Eventually, he came around, Maldonado said. She participated in FSI the summer before her freshman year and felt more or less prepared to tackle Princeton academically. What she was less prepared for, however, was the tug she felt from her life back home.

“The hard thing for me, freshman year, was balancing between life here and life at home. For the most part, [my life] was life at home,” she said. “The first semester, my dad was unemployed, so it was constant, ‘Okay, see if there are any jobs, submit my application.’ ”

Her father called often, she said, as did her sister, at times seeking help with finals when Maldonado was studying for her own.

“That was mainly the biggest struggle, having to answer the phone, because I can’t just ignore it, and having to sleep late because I have to do homework, or just because my sister is on the phone with me until one in the morning,” she said.

On campus, she has found faculty mentors who have helped her make important decisions, such as switching out of the premed track and deciding to major in psychology. When Maldonado decided to leave behind her life-long goal of becoming a doctor, her father struggled to understand her reasoning.
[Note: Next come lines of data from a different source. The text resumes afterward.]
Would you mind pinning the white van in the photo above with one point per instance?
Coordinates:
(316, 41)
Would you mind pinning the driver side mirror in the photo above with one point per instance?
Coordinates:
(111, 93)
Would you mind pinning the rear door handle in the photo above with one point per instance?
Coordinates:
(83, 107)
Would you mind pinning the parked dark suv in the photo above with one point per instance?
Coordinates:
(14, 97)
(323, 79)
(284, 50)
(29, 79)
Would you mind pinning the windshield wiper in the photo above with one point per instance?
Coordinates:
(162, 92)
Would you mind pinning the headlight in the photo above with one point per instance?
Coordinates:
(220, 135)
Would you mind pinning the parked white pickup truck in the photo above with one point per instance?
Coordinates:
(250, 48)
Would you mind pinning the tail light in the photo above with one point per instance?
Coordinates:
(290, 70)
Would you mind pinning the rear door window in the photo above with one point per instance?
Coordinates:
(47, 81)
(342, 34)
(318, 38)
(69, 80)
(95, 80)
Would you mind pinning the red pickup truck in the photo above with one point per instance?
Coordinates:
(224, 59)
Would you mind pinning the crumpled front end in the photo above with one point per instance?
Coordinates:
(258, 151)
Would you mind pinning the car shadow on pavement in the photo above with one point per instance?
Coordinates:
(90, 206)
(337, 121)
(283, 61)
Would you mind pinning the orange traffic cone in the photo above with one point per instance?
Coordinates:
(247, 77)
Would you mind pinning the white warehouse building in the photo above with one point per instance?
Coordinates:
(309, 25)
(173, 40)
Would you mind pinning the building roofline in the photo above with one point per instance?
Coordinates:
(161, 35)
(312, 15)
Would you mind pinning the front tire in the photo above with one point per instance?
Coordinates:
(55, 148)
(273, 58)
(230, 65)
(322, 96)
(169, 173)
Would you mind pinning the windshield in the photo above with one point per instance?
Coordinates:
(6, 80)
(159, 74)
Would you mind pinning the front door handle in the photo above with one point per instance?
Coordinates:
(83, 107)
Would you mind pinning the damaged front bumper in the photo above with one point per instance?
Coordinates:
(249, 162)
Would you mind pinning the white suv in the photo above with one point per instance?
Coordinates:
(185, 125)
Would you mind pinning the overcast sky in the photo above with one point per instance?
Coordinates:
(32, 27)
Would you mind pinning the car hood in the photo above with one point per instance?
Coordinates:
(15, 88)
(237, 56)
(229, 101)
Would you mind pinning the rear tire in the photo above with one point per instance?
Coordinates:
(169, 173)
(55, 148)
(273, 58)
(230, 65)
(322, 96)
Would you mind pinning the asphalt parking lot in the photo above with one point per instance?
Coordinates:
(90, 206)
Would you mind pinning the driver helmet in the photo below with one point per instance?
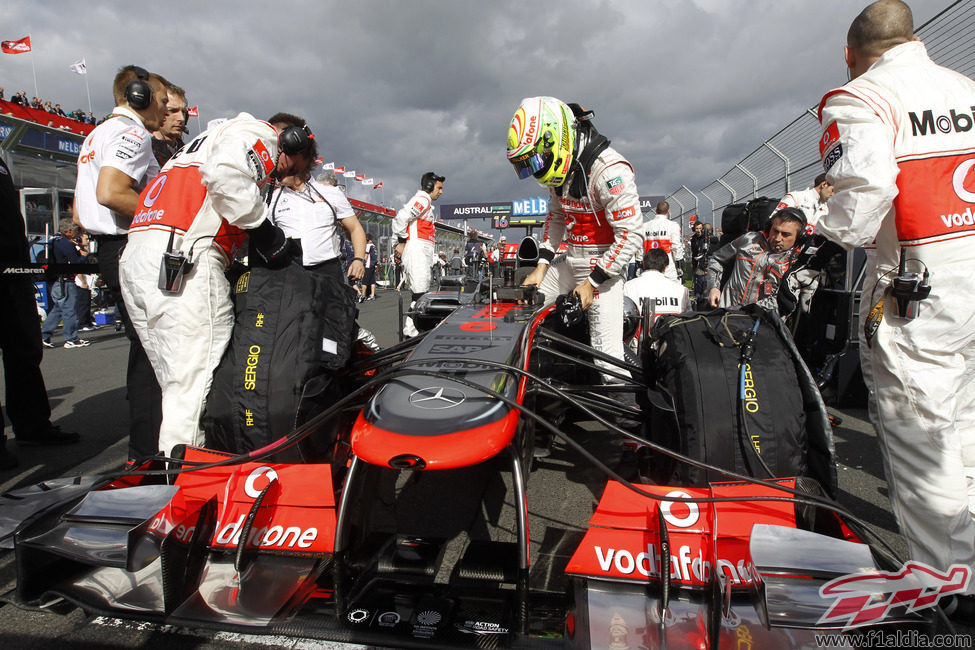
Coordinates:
(541, 139)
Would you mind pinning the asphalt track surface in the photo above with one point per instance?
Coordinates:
(86, 390)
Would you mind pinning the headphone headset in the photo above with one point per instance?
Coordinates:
(799, 215)
(138, 93)
(429, 181)
(295, 139)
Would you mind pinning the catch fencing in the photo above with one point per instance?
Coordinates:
(789, 160)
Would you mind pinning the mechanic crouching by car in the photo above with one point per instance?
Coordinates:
(190, 223)
(755, 264)
(594, 204)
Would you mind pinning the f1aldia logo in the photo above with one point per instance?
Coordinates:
(863, 599)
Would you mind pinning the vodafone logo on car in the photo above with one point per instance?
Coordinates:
(295, 516)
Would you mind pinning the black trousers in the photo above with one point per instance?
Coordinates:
(142, 388)
(20, 339)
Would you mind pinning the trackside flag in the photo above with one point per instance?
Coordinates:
(16, 47)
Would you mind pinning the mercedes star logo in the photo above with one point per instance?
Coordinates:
(437, 397)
“That’s the problem, when you grow up and you’re first-gen, the only jobs you know are being a doctor, being a lawyer, being a teacher, possibly being an engineer. But most of us don’t think of other things like going to grad school,” she said. ”I told him, ‘[Being a doctor is] my number two and I don't want to go for my number two if I want my number one.’ ” She plans to become a family or couples’ therapist.

Maldonado is active within the Quest Scholars Network on campus and recently attended the second annual First-Generation College Student Summit at Amherst College. She noted that there are initiatives other colleges have instituted, such as a winter coat fund and a day when professors who were also first-generation wear T-shirts that identify them as such, that she would like to see at Princeton. She also questioned the fact that the University’s expectation for student contributions increases each year, when the difficulty of a student’s course load also increases with each year.

Overall, she would like for there to be more open conversation about the experiences of first-generation students.

“None of us are telling our stories so that people can feel sorry for us. You shouldn’t feel sorry for us because we’re here — we’re at Princeton. We did make it,” she said. She added later, “We didn’t get in here to just serve as diversity. Yes, we got in also because of that, so that we do bring diversity. But what’s the point of getting in for diversity if no one wants to talk about it?”